- Sire: Hillary
- Grandsire: Khaled
- Dam: Frequently
- Damsire: Decidedly
- Sex: Gelding
- Foaled: 1972
- Country: United States
- Color: Bay
- Breeder: George A. Pope Jr.
- Owner: El Peco Ranch (George A. Pope Jr.)
- Trainer: Noel Murless John H. Adams Horatio Luro
- Record: 36: 12-8-4
- Earnings: US$459,442

Major wins
- England: Royal Hunt Cup (1976) United States: San Francisco Mile Handicap (1978) Saul Silberman Handicap (1978) Donn Handicap (1979) Widener Handicap (1979)

= Jumping Hill =

American Thoroughbred racehorse

Jumping Hill (foaled 1972 in California) was an American Thoroughbred racehorse bred by George Pope Jr. at his El Peco Ranch in Madera and successfully raced by him in England and the United States.

==Background==
Hillary (foaled 1952) was the sire of Jumping Hill. He stood for George Pope Jr. at his El Peco Ranch and who in 1965 was considered to be the number two stallion in the United States. Hillary was a son of Rex Ellsworth's very good stallion Khaled who sired a number of top level stakes winners including U.S. Racing Hall of Fame inductee Swaps.

Jumping Hill was out of the mare Frequently, a daughter of George Pope Jr.'s 1962 Kentucky Derby winner Decidedly.

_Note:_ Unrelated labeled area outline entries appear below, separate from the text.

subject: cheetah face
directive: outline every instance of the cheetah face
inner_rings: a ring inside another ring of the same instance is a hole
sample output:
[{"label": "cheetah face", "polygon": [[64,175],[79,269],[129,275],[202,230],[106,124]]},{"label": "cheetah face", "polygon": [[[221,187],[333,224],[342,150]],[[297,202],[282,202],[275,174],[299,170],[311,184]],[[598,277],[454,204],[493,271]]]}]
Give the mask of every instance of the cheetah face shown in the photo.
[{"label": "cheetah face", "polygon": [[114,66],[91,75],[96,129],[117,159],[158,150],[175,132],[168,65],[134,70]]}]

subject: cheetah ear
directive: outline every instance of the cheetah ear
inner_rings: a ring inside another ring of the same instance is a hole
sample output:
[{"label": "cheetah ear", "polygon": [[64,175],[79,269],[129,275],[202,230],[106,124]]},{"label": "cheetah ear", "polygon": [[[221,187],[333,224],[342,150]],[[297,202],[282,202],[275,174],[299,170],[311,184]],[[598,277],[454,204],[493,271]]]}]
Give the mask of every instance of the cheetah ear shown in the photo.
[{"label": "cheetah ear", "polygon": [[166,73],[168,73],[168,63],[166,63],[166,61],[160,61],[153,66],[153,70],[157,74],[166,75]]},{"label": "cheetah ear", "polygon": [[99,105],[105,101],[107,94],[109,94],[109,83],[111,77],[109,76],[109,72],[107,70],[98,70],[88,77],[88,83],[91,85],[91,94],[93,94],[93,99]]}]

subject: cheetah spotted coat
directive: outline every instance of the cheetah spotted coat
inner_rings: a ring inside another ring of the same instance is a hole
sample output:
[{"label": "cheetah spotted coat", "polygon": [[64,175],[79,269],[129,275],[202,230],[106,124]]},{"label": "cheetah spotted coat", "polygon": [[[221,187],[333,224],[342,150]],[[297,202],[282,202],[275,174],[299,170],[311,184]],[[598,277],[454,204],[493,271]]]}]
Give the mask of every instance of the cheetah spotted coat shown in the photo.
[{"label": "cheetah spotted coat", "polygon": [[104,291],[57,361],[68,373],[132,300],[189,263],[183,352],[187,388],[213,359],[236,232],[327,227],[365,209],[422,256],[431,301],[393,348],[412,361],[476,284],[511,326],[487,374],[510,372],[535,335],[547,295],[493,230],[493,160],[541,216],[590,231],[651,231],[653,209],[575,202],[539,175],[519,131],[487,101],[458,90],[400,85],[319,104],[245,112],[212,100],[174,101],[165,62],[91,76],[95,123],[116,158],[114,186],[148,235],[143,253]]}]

Frequently's dam was Timepiece whose sire was Hall of Fame inductee Eight Thirty.

==Racing career==
Owner George Pope Jr. sent Jumping Hill to race in England where he was trained by the highly competent Noel Murless whose career saw him earn nine National training titles and win nineteen British Classic Races. Under his race conditioning, as a four-year-old Jumping Hill won the 1976 Royal Hunt Cup at Ascot Racecourse under jockey Lester Piggott.

For 1977 Jumping Hill was brought back to race in the United States where he would be trained firstly by former jockey and future Hall of Famer Johnny Adams. His best results that year came at Santa Anita Park when he ran second in the 1977 Henry P. Russell and Morvich Handicaps. Ridden by Jerry Lambert, Jumping Hill won the 1978 San Francisco Mile Handicap.

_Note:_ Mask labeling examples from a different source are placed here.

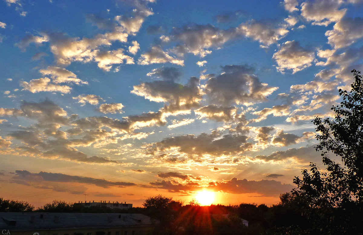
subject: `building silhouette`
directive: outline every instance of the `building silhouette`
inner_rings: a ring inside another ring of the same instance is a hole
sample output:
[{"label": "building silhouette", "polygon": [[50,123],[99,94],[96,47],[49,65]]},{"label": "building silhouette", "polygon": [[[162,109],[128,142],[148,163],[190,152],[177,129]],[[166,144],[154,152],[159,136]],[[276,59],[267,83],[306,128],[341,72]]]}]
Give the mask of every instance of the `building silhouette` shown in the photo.
[{"label": "building silhouette", "polygon": [[132,204],[131,203],[126,204],[126,202],[125,203],[119,202],[112,202],[109,201],[107,202],[106,201],[100,201],[99,202],[95,202],[94,201],[92,202],[89,201],[89,202],[86,201],[83,202],[83,201],[79,202],[78,201],[78,203],[75,202],[75,205],[81,205],[86,207],[91,207],[91,206],[98,206],[99,207],[105,207],[111,209],[126,209],[131,208],[132,207]]},{"label": "building silhouette", "polygon": [[153,223],[139,214],[0,212],[11,235],[146,235]]}]

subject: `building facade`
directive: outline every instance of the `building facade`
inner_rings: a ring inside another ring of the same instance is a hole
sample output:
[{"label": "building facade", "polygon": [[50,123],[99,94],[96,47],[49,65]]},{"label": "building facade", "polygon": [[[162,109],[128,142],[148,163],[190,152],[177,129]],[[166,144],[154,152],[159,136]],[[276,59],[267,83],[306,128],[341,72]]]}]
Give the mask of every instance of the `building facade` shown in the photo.
[{"label": "building facade", "polygon": [[142,214],[0,212],[11,235],[146,235],[153,222]]},{"label": "building facade", "polygon": [[95,202],[94,201],[92,202],[91,201],[87,202],[78,202],[78,203],[76,202],[74,203],[76,205],[82,205],[85,207],[91,207],[91,206],[98,206],[100,207],[106,207],[111,209],[126,209],[131,208],[132,207],[132,203],[126,203],[126,202],[125,203],[119,202],[112,202],[109,201],[107,202],[106,201],[100,201],[100,202]]}]

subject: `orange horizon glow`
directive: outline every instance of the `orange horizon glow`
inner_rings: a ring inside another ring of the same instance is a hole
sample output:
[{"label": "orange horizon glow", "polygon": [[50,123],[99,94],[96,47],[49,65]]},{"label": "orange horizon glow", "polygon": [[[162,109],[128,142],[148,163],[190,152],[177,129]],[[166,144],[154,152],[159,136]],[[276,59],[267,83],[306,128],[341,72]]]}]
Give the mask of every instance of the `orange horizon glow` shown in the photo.
[{"label": "orange horizon glow", "polygon": [[198,203],[202,206],[209,206],[215,201],[215,195],[214,192],[203,190],[198,192],[195,199]]}]

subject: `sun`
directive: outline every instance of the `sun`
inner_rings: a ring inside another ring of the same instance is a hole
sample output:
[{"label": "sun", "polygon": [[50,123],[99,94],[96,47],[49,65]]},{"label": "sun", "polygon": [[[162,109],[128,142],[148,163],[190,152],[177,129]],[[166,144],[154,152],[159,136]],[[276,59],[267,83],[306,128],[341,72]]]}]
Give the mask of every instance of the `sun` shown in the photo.
[{"label": "sun", "polygon": [[202,206],[209,206],[214,201],[214,192],[205,190],[198,192],[196,199]]}]

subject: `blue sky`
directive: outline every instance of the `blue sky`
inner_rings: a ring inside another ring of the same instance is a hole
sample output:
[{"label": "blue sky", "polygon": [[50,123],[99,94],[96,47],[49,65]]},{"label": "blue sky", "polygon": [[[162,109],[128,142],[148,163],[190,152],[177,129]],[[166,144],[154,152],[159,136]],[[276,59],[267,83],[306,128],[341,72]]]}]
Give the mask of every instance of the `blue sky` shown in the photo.
[{"label": "blue sky", "polygon": [[362,70],[362,4],[2,0],[1,196],[277,202]]}]

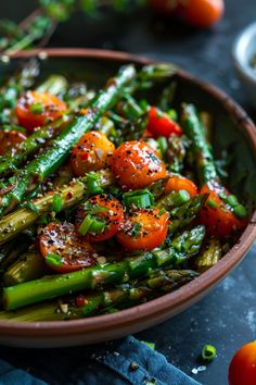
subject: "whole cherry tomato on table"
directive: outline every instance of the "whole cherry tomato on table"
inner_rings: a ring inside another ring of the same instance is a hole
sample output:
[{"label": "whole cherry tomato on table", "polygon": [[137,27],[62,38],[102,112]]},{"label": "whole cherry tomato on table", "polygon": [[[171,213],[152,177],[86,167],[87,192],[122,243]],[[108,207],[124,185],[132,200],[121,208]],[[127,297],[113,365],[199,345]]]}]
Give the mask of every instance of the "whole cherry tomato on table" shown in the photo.
[{"label": "whole cherry tomato on table", "polygon": [[256,384],[256,341],[244,345],[229,365],[229,385]]},{"label": "whole cherry tomato on table", "polygon": [[20,97],[15,114],[21,126],[33,132],[60,117],[66,110],[64,101],[49,92],[27,91]]},{"label": "whole cherry tomato on table", "polygon": [[150,4],[164,15],[177,15],[201,28],[217,23],[225,11],[223,0],[150,0]]},{"label": "whole cherry tomato on table", "polygon": [[15,153],[15,146],[26,139],[20,131],[0,131],[0,156],[7,152]]},{"label": "whole cherry tomato on table", "polygon": [[113,152],[111,169],[125,190],[144,188],[166,176],[165,163],[143,140],[123,142]]}]

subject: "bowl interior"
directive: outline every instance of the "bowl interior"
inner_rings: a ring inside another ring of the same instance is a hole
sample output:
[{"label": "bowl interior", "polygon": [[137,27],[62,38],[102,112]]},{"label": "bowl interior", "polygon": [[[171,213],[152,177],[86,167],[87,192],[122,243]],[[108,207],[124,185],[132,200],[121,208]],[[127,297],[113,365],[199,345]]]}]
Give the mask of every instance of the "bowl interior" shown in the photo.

Sent to race on the East Coast, Jumping Hill's training was taken over by another future Hall of Fame inductee, Horatio Luro of Northern Dancer fame. In the 1978 Stuyvesant Handicap at New York's Aqueduct Racetrack, Jumping Hill finished second to U.S. Triple Crown winner Seattle Slew.

Competing in Florida, on December 30, 1978 Jumping Hill was carrying top weight when he set a new Calder track record in winning the 1 1/8 mile Grade 3 Saul Silberman Handicap. Again the high-weight, in his next start on February 3, 1979 the now seven-year-old set another track record for the same distance at Gulfstream Park when he won the Grade 2 Donn Handicap. On February 17, 1979 Jumping Hill ran second to Sensitive Prince in the Gulfstream Park Handicap, pushing his opponent to a new mile and one-quarter track record. On April 7, 1979, the same day that 1978 U. S. Triple Crown winning jockey Steve Cauthen made his riding debut in England a winning one at Salisbury Racecourse, Jumping Hill won the most prestigious race of his career. Racing at Florida's Hialeah Park, Jumping Hill went wire-to-wire for his win in the Grade 1 Widener Handicap under Canadian jockey Jeffrey Fell.